Apronyan nie byłby poprzestał na tem znęcaniu się nad sławą świętego
wyznawcy; byłby chętnie przystąpił do dalszych katuszy, gdyby nie obawa przed
gniewem i zemstą ludu pogańskiego, u którego Flawian dla swoich zasług około
dobra pospolitego wielkie jeszcze miał poważanie. Lękając się tedy buntu, nie
skazał Flawiana na śmierć męczeńską; natomiast zabrał wszystkie jego majątki,
a jego samego wysłał na wygnanie i nędzę. Żołnierzom wszakże, mającym
towarzyszyć mężowi świętemu w drodze na miejsce przeznaczone, polecił surowo,
by obchodzili się z jeńcem jak najsurowiej i najbezwzględniej; pragnął, aby
Flawian rychło wśród podróży umarł. Jak niegdyś niełaskę cesarską, później
wzgardę i pohańbienie, tak znosił on teraz tułactwo i nędzę sercem spokojnem
i radosnem.
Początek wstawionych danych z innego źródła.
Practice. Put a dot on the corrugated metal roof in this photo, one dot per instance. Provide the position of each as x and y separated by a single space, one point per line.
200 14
Najwięcej bolało go to, że musiał opuszczać zacną swa małżonkę,
św. Dafrozę, i bogobojne córki, św. Bibiannę i Demetryę, bo przeczuwał, że
biedne te istoty pozostawione teraz będą na łaskę i niełaskę starosty i
gorszych jeszcze niż on doznawać prześladowań. Poruczył je wszakże opiece i
miłosierdziu Boskiemu; w otoczeniu dzikiej i rozbestwionej roty żołnierskiej
wyruszył na wygnanie. Żołnierze, wierni rozkazowi starosty, dokuczali
świętemu Flawianowi okrutnie. Więzień nie poddawał się ani rozpaczy ani
zniechęceniu; zawsze miał oblicze pogodne i wesołe. Im więcej dzicz
żołnierska go prześladowała, tem więcej i serdeczniej wzdychał do Boga, a ta
modlitwa szczera i bezustanna pokrzepiała i pocieszała go aż do końca. Umarł
też podczas modlitwy; pewnego razu odmawiając pacierz, skłonił głowę ku ziemi
i spokojnie skonał. Kościół św. zalicza go do grona św. męczenników, bo
aczkolwiek nie zmarł śmiercią gwałtowną, to wszakże wskutek zniewag i katuszy
za wiarę sw. bardzo wcześnie życie swe zakończył dnia 22. grudnia 363. roku.
Nauka
Cóż to za boleść musiała ogarnąć serce świętego Flawiana, gdy opuszczał małżonkę i dzieci swoje? Nic go jednak nie odstraszyło od wyznania św. wiary; chętnie ponosił wszystkie zniewagi, jakie złość pogańska przeciwko niemu wymyśliła. Przywiązanie do osób ukochanych nie przemogło w nim przywiązania do Boga i wiary. Okazał ducha rycerskiego, poddał się Opatrzności Boskiej, a opiekę nad rodziną pozostawił Panu Bogu i Jego troskliwości z całą ufnością ją polecił. Niejednokrotnie napotkać można ludzi, którzy umierają bardzo niechętnie dlatego, że zostawić muszą małżonka lub dzieci jeszcze nie wychowane. Szemrają wskutek tego na Pana Boga i nie chcą się poddać wyrokowi Jego woli. Lecz czegóż pragną ci ludzie, jeśli woli Pana Boga się sprzeciwiają? Czyż Pan Bóg nie może lepiej opatrzyć ich rodzinę aniżeliby sami opatrzyćby ją zdolali? Pan Jezus zostawił przy śmierci matkę Swoją na ziemi i poruczył ją opiece św. Jana, pomimo że mógł ją był przed śmiercią Swoją przyjąć do chwały niebieskiej. Dał tem samem przykład wiernym Swoim i pouczył ich, jak się zachować winni, gdy śmierć nieubłagana rozłącza ich z rodzicami, dziećmi, małżonką albo innemi drogiemi osobami. Mamy o nich pamiętać tak jak On jeszcze na krzyżu o matce najdroższej pamiętał, mamy los ich wedle sił zabezpieczyć, ale zresztą ufać Opatrzności i miłosierdziu Boskiemu. Gdybyś znalazł się w podobnem położeniu, pomnij na słowa św. pustelnika Antoniego: "Pamiętaj sam o sobie, a troskę o innych pozostaw Panu Bogu."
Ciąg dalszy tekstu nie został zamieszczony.